Analysts have been trimming earnings-per-share (EPS) projections for the next two quarters in light of the company’s revised outlook. While the stock showed minimal movement in premarket trading on June 5 following the layoff news, continued underperformance could lead to mounting pressure from investors and market watchers.
Procter & Gamble’s announcement comes amid a growing wave of corporate downsizing across multiple sectors. Global giants like Amazon, Intel, and Goldman Sachs have all made headlines in recent months for initiating major layoffs.
Amazon, for example, is cutting around 14,000 administrative roles, targeting annual savings of $3 billion.
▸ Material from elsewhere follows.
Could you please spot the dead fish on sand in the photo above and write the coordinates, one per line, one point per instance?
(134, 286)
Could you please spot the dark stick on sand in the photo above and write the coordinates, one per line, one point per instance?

Intel, reeling from significant financial losses in 2024, is preparing a massive internal restructuring. These job cuts reflect a broader trend of large corporations pivoting toward leaner operations amid mounting economic uncertainty and inflationary pressures.
A major driver behind many of these workforce reductions is the rapid rise of artificial intelligence and automation technologies. Companies are increasingly investing in AI tools to streamline operations, reduce labor costs, and enhance productivity. While these innovations offer long-term benefits, they are also displacing jobs particularly in administrative and support functions.
Goldman Sachs, for instance, is planning to reduce its headcount by 3% to 5% following annual performance reviews. Bank of America recently eliminated 150 junior banker roles, though it has offered most of the affected employees opportunities in other divisions outside of investment banking.
As Procter & Gamble embarks on this significant workforce reduction, it joins a growing list of corporations that are embracing cost optimization and structural simplification as central pillars of their strategy. In an increasingly volatile global economy, efficiency and agility are no longer optional they are essential for survival.
Despite the near-term challenges, P&G insists that the reorganization will ultimately strengthen its global position and ensure it remains resilient in the face of evolving consumer demands and economic pressures. Whether this will restore investor confidence and return the company to its projected growth path remains to be seen.